Quand vous achetez une obligation vous pouvez gagner ou perdre de l’argent quand vous la vendez, avant ou à son échéance. Il y a donc un risque pour les banques centrales nationales – véritables bras armés de la BCE – qui vont acheter la dette de leur propre pays. Car seulement 20% de ce risque sera mutualisé par les 19 banques centrales de la zone euro. Chacune d’entre elle portera donc à 80% le risque sur des pertes éventuelles.

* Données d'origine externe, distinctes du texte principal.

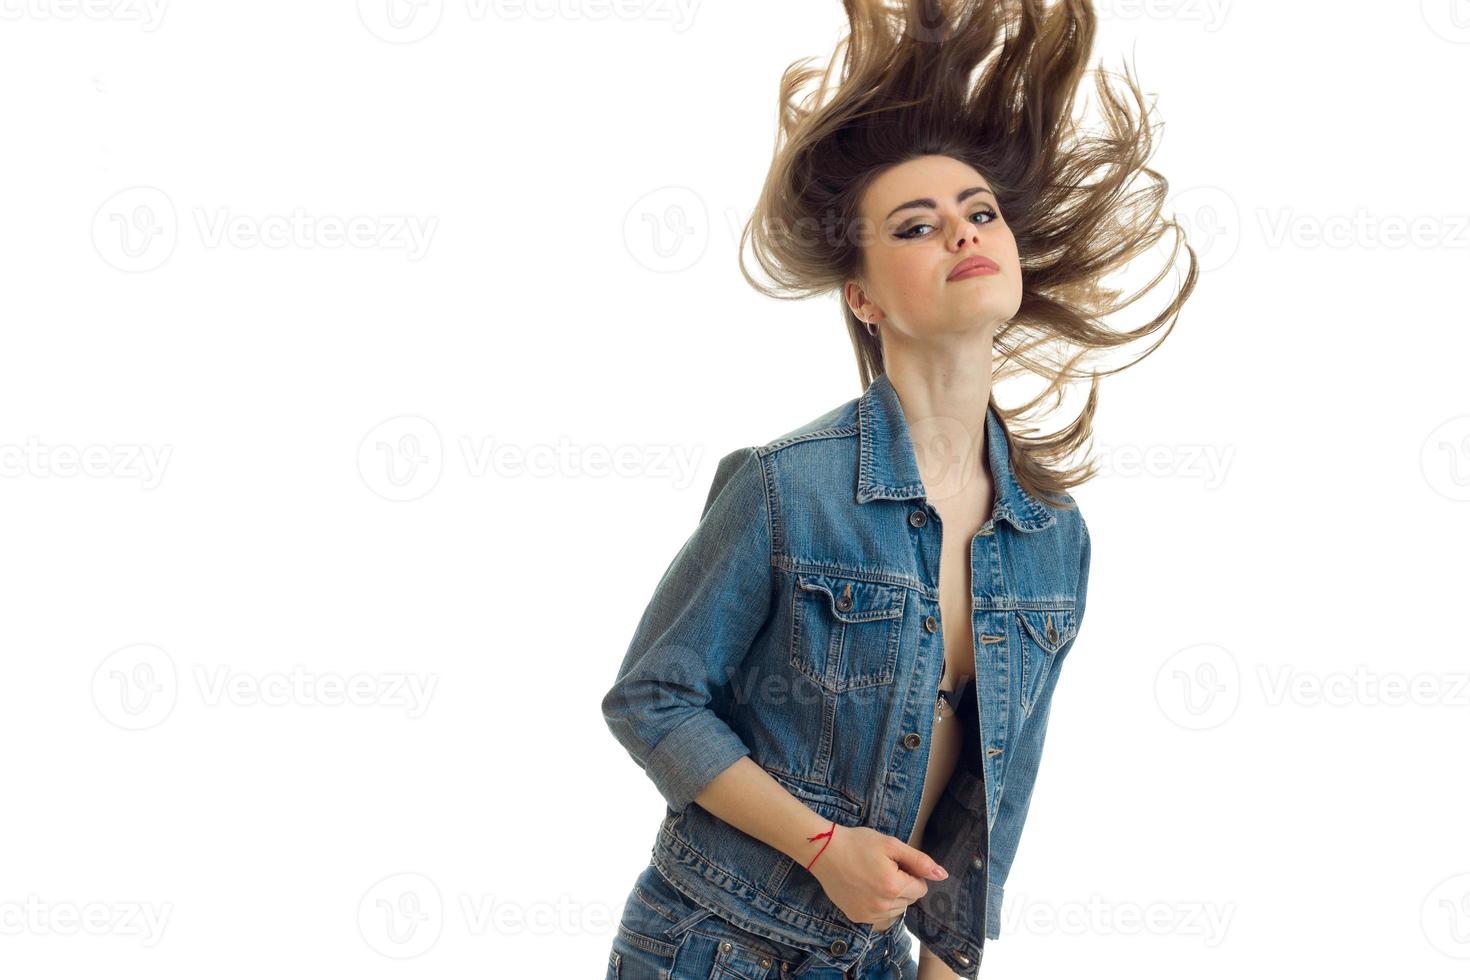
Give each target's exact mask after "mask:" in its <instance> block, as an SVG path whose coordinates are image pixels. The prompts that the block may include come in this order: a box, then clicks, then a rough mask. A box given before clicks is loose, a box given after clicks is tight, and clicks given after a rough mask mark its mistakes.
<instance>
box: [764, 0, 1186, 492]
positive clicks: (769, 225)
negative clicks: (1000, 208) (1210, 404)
mask: <svg viewBox="0 0 1470 980" xmlns="http://www.w3.org/2000/svg"><path fill="white" fill-rule="evenodd" d="M844 4H845V7H847V16H848V22H850V32H848V34H847V35H845V37H844V38H842V40H841V41H838V46H836V50H835V51H833V56H832V59H831V62H829V63H828V65H826V66H825V68H808V66H807V62H810V60H811V59H801V60H798V62H794V63H791V65H789V66H788V68H786V71H785V73H784V76H782V82H781V98H779V131H778V140H776V151H775V156H773V160H772V165H770V170H769V173H767V176H766V184H764V187H763V190H761V194H760V200H759V203H757V206H756V209H754V212H753V215H751V217H750V220H748V222H747V225H745V228H744V231H742V234H741V260H739V264H741V272H742V273H744V276H745V279H747V281H748V282H750V284H751V285H753V287H756V289H759V291H761V292H763V294H766V295H772V297H778V298H804V297H810V295H817V294H825V292H829V291H833V289H835V291H838V297H839V301H841V300H842V297H841V292H842V288H844V285H845V282H847V281H848V279H850V278H854V276H861V275H863V248H861V244H860V237H858V235H854V234H853V229H857V228H860V226H861V212H860V201H861V198H863V194H864V191H866V190H867V188H869V187H870V184H872V182H873V181H875V179H876V178H878V176H879V175H881V173H882V172H883V170H886V169H888V167H891V166H895V165H898V163H903V162H906V160H910V159H913V157H919V156H928V154H944V156H951V157H954V159H957V160H961V162H964V163H969V165H970V166H973V167H975V169H976V170H979V172H980V173H982V175H983V176H985V178H986V181H988V182H989V184H991V187H992V188H994V191H995V194H997V197H998V200H1000V204H1001V210H1003V213H1004V215H1005V222H1007V225H1010V228H1011V231H1013V234H1014V235H1016V245H1017V250H1019V253H1020V263H1022V278H1023V289H1022V303H1020V309H1019V310H1017V313H1016V316H1014V317H1013V319H1011V320H1008V322H1007V323H1004V325H1003V326H1001V328H1000V329H998V331H997V335H995V344H994V347H995V350H994V361H992V379H994V381H992V395H991V404H992V406H994V407H995V411H997V413H998V414H1000V417H1001V419H1003V420H1004V422H1005V428H1007V435H1010V433H1011V430H1013V429H1016V428H1023V426H1019V425H1017V422H1019V420H1020V419H1022V416H1025V414H1026V413H1029V411H1030V410H1032V408H1035V407H1036V406H1038V404H1041V403H1042V401H1044V400H1045V398H1048V397H1053V398H1054V401H1055V404H1060V403H1061V392H1063V388H1064V386H1066V385H1069V383H1072V382H1076V381H1082V379H1091V383H1089V389H1088V400H1086V404H1085V406H1083V408H1082V411H1080V413H1079V416H1078V419H1076V420H1075V422H1072V423H1070V425H1067V426H1064V428H1063V429H1061V430H1058V432H1055V433H1051V435H1042V436H1033V438H1028V436H1011V438H1010V444H1011V461H1013V466H1014V469H1016V476H1017V479H1019V480H1020V482H1022V485H1023V486H1025V488H1026V489H1028V491H1029V492H1032V494H1035V495H1036V497H1039V498H1042V500H1047V501H1048V502H1051V504H1054V505H1060V507H1067V505H1070V504H1067V502H1066V501H1064V500H1058V495H1063V494H1066V491H1067V489H1069V488H1072V486H1076V485H1079V483H1083V482H1086V480H1089V479H1092V478H1094V476H1095V475H1097V469H1095V463H1094V461H1092V460H1085V461H1083V464H1082V466H1076V467H1070V469H1058V463H1060V461H1061V460H1067V458H1070V457H1072V454H1073V453H1075V451H1076V450H1078V448H1080V447H1082V445H1083V444H1085V442H1086V441H1088V438H1089V436H1091V432H1092V416H1094V411H1095V408H1097V395H1098V381H1100V378H1101V376H1105V375H1113V373H1117V372H1119V370H1123V369H1125V367H1129V366H1132V364H1135V363H1138V361H1139V360H1142V359H1144V357H1147V356H1148V354H1151V353H1152V351H1154V350H1155V348H1157V347H1158V344H1161V342H1163V339H1164V338H1166V336H1167V335H1169V332H1170V331H1172V329H1173V325H1175V322H1176V320H1177V314H1179V309H1180V307H1182V306H1183V303H1185V300H1186V298H1188V297H1189V294H1191V292H1192V291H1194V285H1195V281H1197V278H1198V267H1197V260H1195V253H1194V248H1191V247H1189V245H1188V242H1185V232H1183V228H1180V226H1179V223H1177V222H1176V220H1173V219H1164V217H1161V215H1160V212H1161V209H1163V204H1164V198H1166V195H1167V191H1169V182H1167V181H1166V179H1164V178H1163V176H1161V175H1160V173H1158V172H1155V170H1152V169H1150V167H1148V166H1147V162H1148V159H1150V156H1151V154H1152V134H1151V129H1150V125H1148V115H1150V113H1148V109H1147V107H1144V101H1145V98H1144V93H1142V91H1139V87H1138V82H1136V81H1135V79H1133V78H1132V75H1130V73H1127V72H1126V65H1125V75H1123V82H1125V85H1126V88H1127V93H1126V94H1127V96H1130V97H1132V100H1133V101H1135V103H1138V107H1139V112H1138V113H1136V115H1135V112H1133V110H1132V107H1130V106H1129V103H1127V101H1126V100H1125V96H1120V94H1119V93H1116V91H1114V90H1113V87H1111V84H1110V81H1108V73H1107V72H1105V71H1104V69H1103V68H1098V69H1097V88H1098V96H1100V112H1101V116H1103V119H1104V122H1105V128H1104V131H1103V132H1086V131H1083V129H1082V128H1080V123H1079V122H1078V119H1075V116H1073V103H1075V97H1076V93H1078V88H1079V85H1080V81H1082V76H1083V73H1086V62H1088V59H1089V57H1091V51H1092V40H1094V34H1095V29H1097V15H1095V12H1094V9H1092V3H1091V0H1057V1H1055V3H1051V4H1050V6H1048V4H1044V3H1041V1H1039V0H844ZM833 76H835V79H836V84H835V85H833ZM817 79H820V84H817V85H816V87H814V88H810V91H806V90H808V87H810V85H811V82H814V81H817ZM1138 178H1142V181H1141V184H1139V185H1138V187H1130V185H1133V184H1135V181H1136V179H1138ZM1170 228H1173V229H1175V231H1176V232H1177V234H1176V237H1175V247H1173V251H1172V254H1170V259H1169V262H1167V263H1166V264H1164V266H1163V267H1161V269H1160V270H1158V273H1157V275H1155V276H1154V278H1152V279H1151V281H1150V282H1148V284H1147V285H1145V287H1144V288H1141V289H1139V291H1136V292H1133V294H1132V295H1129V297H1122V298H1120V294H1122V291H1120V289H1117V288H1110V287H1104V285H1103V282H1101V281H1103V278H1104V276H1105V275H1108V273H1110V272H1113V270H1117V269H1120V267H1123V266H1125V264H1127V263H1129V262H1130V260H1132V259H1135V257H1136V256H1139V254H1141V253H1142V251H1144V250H1147V248H1150V247H1151V245H1152V244H1154V242H1157V241H1158V239H1160V238H1161V237H1163V235H1164V232H1166V231H1167V229H1170ZM747 241H750V244H751V250H753V254H754V257H756V260H757V263H759V264H760V267H761V269H763V270H764V273H766V275H767V278H769V279H770V281H772V285H766V284H761V282H757V281H756V279H754V278H753V276H751V273H750V270H748V269H747V264H745V254H744V253H745V245H747ZM1180 245H1183V248H1185V250H1186V253H1188V256H1189V266H1188V272H1186V273H1185V278H1183V282H1182V284H1179V287H1177V288H1176V292H1175V295H1173V298H1172V300H1170V301H1169V304H1167V307H1166V309H1164V310H1163V311H1161V313H1158V314H1157V316H1155V317H1152V319H1150V320H1148V322H1147V323H1144V325H1142V326H1139V328H1138V329H1133V331H1113V329H1110V328H1108V326H1107V325H1105V323H1104V322H1103V317H1107V316H1111V314H1114V313H1117V311H1120V310H1123V309H1126V307H1129V306H1130V304H1132V303H1135V301H1136V300H1139V298H1141V297H1142V295H1145V294H1148V292H1150V291H1151V289H1152V288H1154V287H1155V285H1157V284H1158V282H1160V281H1161V279H1163V276H1164V275H1166V273H1167V270H1169V269H1170V267H1173V264H1175V259H1177V256H1179V248H1180ZM841 306H842V313H844V317H845V320H847V328H848V334H850V335H851V339H853V347H854V351H856V354H857V361H858V378H860V381H861V385H863V388H866V386H867V385H869V383H870V382H872V379H873V378H875V376H876V375H879V373H882V372H883V351H882V345H881V344H879V341H878V338H873V336H870V335H869V334H867V329H866V326H864V325H863V322H861V320H860V319H858V317H857V316H856V314H854V313H853V311H851V309H848V306H847V303H845V301H841ZM1166 323H1167V329H1164V332H1163V334H1161V335H1160V336H1158V338H1157V339H1155V341H1154V342H1152V344H1151V345H1150V347H1148V348H1147V350H1145V351H1144V353H1142V354H1139V356H1138V357H1135V359H1133V360H1130V361H1127V363H1126V364H1122V366H1119V367H1113V369H1108V370H1100V369H1097V367H1088V369H1083V367H1080V363H1082V360H1083V359H1085V357H1086V356H1088V354H1089V353H1092V351H1104V350H1110V348H1117V347H1123V345H1127V344H1132V342H1133V341H1138V339H1139V338H1142V336H1147V335H1150V334H1152V332H1155V331H1158V329H1160V328H1163V326H1164V325H1166ZM1023 372H1030V373H1033V375H1036V376H1039V378H1041V379H1042V381H1045V382H1047V386H1045V388H1044V389H1042V391H1041V392H1038V394H1036V395H1035V397H1032V398H1029V400H1028V401H1025V403H1023V404H1022V406H1017V407H1016V408H1010V410H1001V408H1000V406H997V404H995V395H994V389H995V383H998V382H1001V381H1003V379H1005V378H1008V376H1013V375H1020V373H1023ZM1025 430H1026V432H1028V433H1029V432H1035V429H1029V428H1028V429H1025Z"/></svg>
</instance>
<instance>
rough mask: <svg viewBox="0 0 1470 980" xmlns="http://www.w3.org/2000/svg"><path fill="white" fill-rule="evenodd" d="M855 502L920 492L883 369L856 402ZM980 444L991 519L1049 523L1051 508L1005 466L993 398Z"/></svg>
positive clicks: (998, 417)
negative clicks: (856, 491)
mask: <svg viewBox="0 0 1470 980" xmlns="http://www.w3.org/2000/svg"><path fill="white" fill-rule="evenodd" d="M857 428H858V447H860V448H858V466H857V502H860V504H866V502H867V501H870V500H913V498H916V497H925V495H926V494H925V486H923V480H922V479H920V478H919V461H917V457H916V454H914V447H913V441H911V438H910V435H908V425H907V422H906V420H904V408H903V406H901V404H900V401H898V392H897V391H894V385H892V382H891V381H889V379H888V375H878V376H876V378H873V381H872V383H869V386H867V391H864V392H863V397H861V398H858V404H857ZM985 448H986V451H988V453H989V463H991V478H992V479H994V482H995V504H994V508H992V510H994V519H995V520H1000V519H1004V520H1008V522H1010V523H1011V525H1014V526H1016V527H1017V529H1019V530H1041V529H1042V527H1050V526H1051V525H1054V523H1055V520H1057V514H1055V511H1054V510H1053V508H1051V507H1048V505H1047V504H1042V502H1041V501H1039V500H1036V498H1035V497H1032V495H1030V494H1028V492H1026V491H1025V489H1023V488H1022V485H1020V483H1019V482H1017V479H1016V470H1014V469H1011V461H1010V442H1008V441H1007V438H1005V426H1004V425H1003V423H1001V420H1000V416H998V414H997V413H995V404H994V403H988V404H986V407H985Z"/></svg>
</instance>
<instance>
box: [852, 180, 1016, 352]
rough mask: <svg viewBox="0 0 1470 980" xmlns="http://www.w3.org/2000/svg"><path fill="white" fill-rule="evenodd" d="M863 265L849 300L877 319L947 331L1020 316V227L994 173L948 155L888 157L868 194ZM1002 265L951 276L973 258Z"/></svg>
mask: <svg viewBox="0 0 1470 980" xmlns="http://www.w3.org/2000/svg"><path fill="white" fill-rule="evenodd" d="M861 217H863V232H864V234H863V238H861V248H863V259H864V266H866V267H864V275H863V276H861V278H860V279H851V281H848V284H847V291H845V295H847V303H848V306H850V307H851V309H853V311H854V313H857V316H858V317H860V319H863V320H866V322H869V323H872V322H881V329H882V331H883V332H885V342H886V341H888V339H889V338H892V332H894V331H897V332H898V334H901V335H904V336H906V338H914V339H926V338H933V339H938V338H939V336H942V335H945V334H969V332H970V331H978V329H979V331H989V332H991V334H992V335H994V329H995V328H997V326H1000V325H1001V323H1004V322H1005V320H1008V319H1011V317H1013V316H1016V311H1017V310H1019V309H1020V294H1022V278H1020V256H1019V254H1017V253H1016V237H1014V235H1011V231H1010V228H1008V226H1007V225H1005V219H1004V217H1003V216H1001V212H1000V204H998V201H997V200H995V195H994V194H992V192H991V185H989V182H988V181H986V179H985V178H983V176H980V173H979V170H976V169H975V167H972V166H969V165H967V163H961V162H960V160H956V159H954V157H947V156H925V157H916V159H913V160H906V162H904V163H900V165H897V166H892V167H889V169H888V170H885V172H883V173H881V175H879V176H878V179H876V181H873V184H872V185H870V187H869V188H867V192H866V194H864V195H863V201H861ZM972 257H982V259H988V260H989V262H992V263H994V266H995V270H992V272H982V273H980V275H969V276H963V278H951V273H953V272H954V270H956V267H957V266H958V264H960V263H961V262H964V260H966V259H972Z"/></svg>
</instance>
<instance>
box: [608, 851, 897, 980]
mask: <svg viewBox="0 0 1470 980" xmlns="http://www.w3.org/2000/svg"><path fill="white" fill-rule="evenodd" d="M873 937H875V942H873V946H872V948H870V949H869V951H867V954H866V955H864V956H863V958H861V959H860V961H858V962H857V965H856V967H853V968H851V970H847V971H842V970H839V968H836V967H832V965H829V964H826V962H823V961H822V959H820V958H819V956H817V955H816V954H813V952H808V951H806V949H798V948H797V946H788V945H785V943H781V942H776V940H773V939H764V937H763V936H756V934H753V933H748V932H744V930H741V929H736V927H735V926H732V924H731V923H728V921H725V920H723V918H720V917H719V915H716V914H714V912H713V911H710V909H707V908H704V907H703V905H698V904H697V902H694V901H691V899H689V898H688V896H685V895H684V892H681V890H679V889H676V887H675V886H673V884H670V883H669V880H667V879H664V877H663V874H661V873H660V871H659V868H657V867H654V864H653V862H650V864H648V867H647V868H644V871H642V874H639V876H638V880H637V882H635V883H634V889H632V892H631V893H629V895H628V901H626V902H625V905H623V917H622V921H620V923H619V924H617V933H616V934H614V936H613V949H612V952H610V954H609V958H607V980H792V979H795V977H801V979H803V980H916V977H917V976H919V964H917V961H916V959H913V939H911V937H910V936H908V933H907V930H906V929H904V920H903V918H901V917H900V920H898V921H897V923H894V924H892V926H891V927H889V929H888V930H886V932H883V933H875V936H873Z"/></svg>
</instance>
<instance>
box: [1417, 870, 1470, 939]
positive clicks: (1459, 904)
mask: <svg viewBox="0 0 1470 980" xmlns="http://www.w3.org/2000/svg"><path fill="white" fill-rule="evenodd" d="M1419 924H1420V927H1423V930H1424V939H1427V940H1429V945H1430V946H1433V948H1435V949H1438V951H1439V952H1442V954H1444V955H1446V956H1451V958H1452V959H1470V873H1461V874H1451V876H1449V877H1446V879H1445V880H1442V882H1439V883H1438V884H1436V886H1435V887H1432V889H1429V895H1426V896H1424V902H1423V905H1420V909H1419Z"/></svg>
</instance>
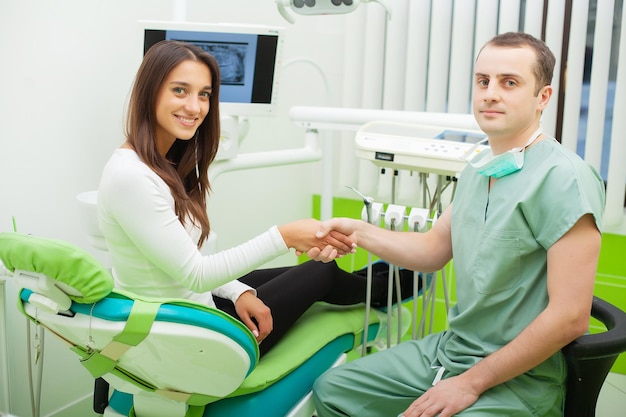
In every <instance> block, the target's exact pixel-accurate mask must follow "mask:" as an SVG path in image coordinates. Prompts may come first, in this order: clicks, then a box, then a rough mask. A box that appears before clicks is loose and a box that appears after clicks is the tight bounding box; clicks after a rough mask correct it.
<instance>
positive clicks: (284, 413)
mask: <svg viewBox="0 0 626 417" xmlns="http://www.w3.org/2000/svg"><path fill="white" fill-rule="evenodd" d="M353 343H354V339H353V337H352V335H344V336H341V337H339V338H337V339H335V340H334V341H332V342H331V343H329V344H328V345H326V346H325V347H324V348H323V349H322V350H320V351H319V352H318V353H317V354H316V355H314V356H313V357H312V358H310V359H309V360H308V361H306V362H305V363H304V364H302V365H301V366H300V367H299V368H297V369H296V370H294V371H293V372H291V373H290V374H289V375H287V376H286V377H284V378H282V379H281V380H280V381H278V382H276V383H274V384H272V385H271V386H270V387H268V388H265V389H264V390H262V391H259V392H256V393H252V394H247V395H242V396H240V397H231V398H225V399H223V400H220V401H217V402H215V403H211V404H208V405H207V406H206V408H205V411H204V414H203V416H204V417H232V416H238V415H239V416H249V415H256V414H257V413H258V410H260V409H262V410H263V415H264V416H265V417H285V416H287V417H311V415H313V414H314V412H315V407H314V406H313V402H312V399H311V388H312V386H313V382H314V381H315V380H316V379H317V378H318V377H319V376H320V375H321V374H322V373H323V372H325V371H326V370H327V369H330V368H332V367H334V366H338V365H340V364H342V363H345V361H346V358H347V356H346V354H345V353H344V352H345V351H346V350H348V349H349V347H350V346H351V345H352V344H353ZM132 405H133V397H132V395H130V394H126V393H123V392H119V391H115V392H114V394H113V396H112V397H111V400H110V403H109V406H108V407H107V408H106V410H105V413H104V416H105V417H127V416H128V415H129V413H130V410H131V407H132ZM157 407H158V406H157ZM184 415H185V414H184V412H183V413H182V414H181V413H179V414H178V415H170V417H184ZM152 416H153V414H150V413H149V412H148V411H146V416H143V415H141V414H137V415H136V417H152Z"/></svg>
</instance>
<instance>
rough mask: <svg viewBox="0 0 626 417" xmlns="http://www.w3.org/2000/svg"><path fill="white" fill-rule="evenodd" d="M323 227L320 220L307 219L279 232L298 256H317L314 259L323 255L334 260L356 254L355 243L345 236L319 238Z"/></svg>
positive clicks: (320, 237) (324, 256) (297, 221)
mask: <svg viewBox="0 0 626 417" xmlns="http://www.w3.org/2000/svg"><path fill="white" fill-rule="evenodd" d="M321 225H322V222H320V221H318V220H315V219H305V220H298V221H295V222H292V223H288V224H285V225H282V226H279V227H278V230H279V231H280V233H281V235H282V236H283V239H284V240H285V244H286V245H287V246H288V247H290V248H295V249H296V253H298V254H301V253H307V254H309V253H312V254H314V255H315V256H314V257H313V258H316V257H319V256H320V254H323V255H324V257H327V258H330V259H334V258H337V257H340V256H343V255H345V254H347V253H353V252H354V242H352V240H351V239H350V238H349V237H348V236H345V235H344V234H341V233H337V232H330V233H326V234H324V235H320V236H318V235H317V232H318V231H319V230H320V228H321ZM310 257H311V256H310ZM330 259H329V260H330Z"/></svg>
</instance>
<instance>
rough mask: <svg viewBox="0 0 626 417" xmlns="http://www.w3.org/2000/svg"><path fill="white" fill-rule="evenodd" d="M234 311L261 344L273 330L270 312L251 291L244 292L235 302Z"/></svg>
mask: <svg viewBox="0 0 626 417" xmlns="http://www.w3.org/2000/svg"><path fill="white" fill-rule="evenodd" d="M235 311H236V312H237V315H238V316H239V318H240V319H241V321H242V322H243V323H244V324H245V325H246V326H247V327H248V329H250V331H251V332H252V334H254V336H255V337H256V340H257V342H258V343H261V342H262V341H263V339H265V338H266V337H267V335H268V334H270V333H271V332H272V329H273V328H274V321H273V319H272V312H271V310H270V308H269V307H268V306H266V305H265V303H263V301H261V299H260V298H258V297H257V296H256V295H254V293H253V292H252V291H246V292H244V293H243V294H241V295H240V296H239V298H238V299H237V301H236V302H235Z"/></svg>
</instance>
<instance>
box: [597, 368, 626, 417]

Mais les ménages et les entrepreneurs seront-ils plus friands de prêts qu’ils ne le sont actuellemrnt ? La baisse attendue des taux d’intérêt semble être une réponse positive à cette question. Mais la réponse tient avant à la confiance dans l’avenir dea gents économiques.
Qu’adviendra-t-il si malgré cet afflux d’argent, les banques n’arrivent toujours pas à irriguer l‘économie réelle via les ménages et les enteprises ? En clair, si la transmission de la politique monétaire de la BCE ne fonctionne pas ?
Car l’institution européenne semble bien avoir tiré jeudi la dernière de ses cartouches.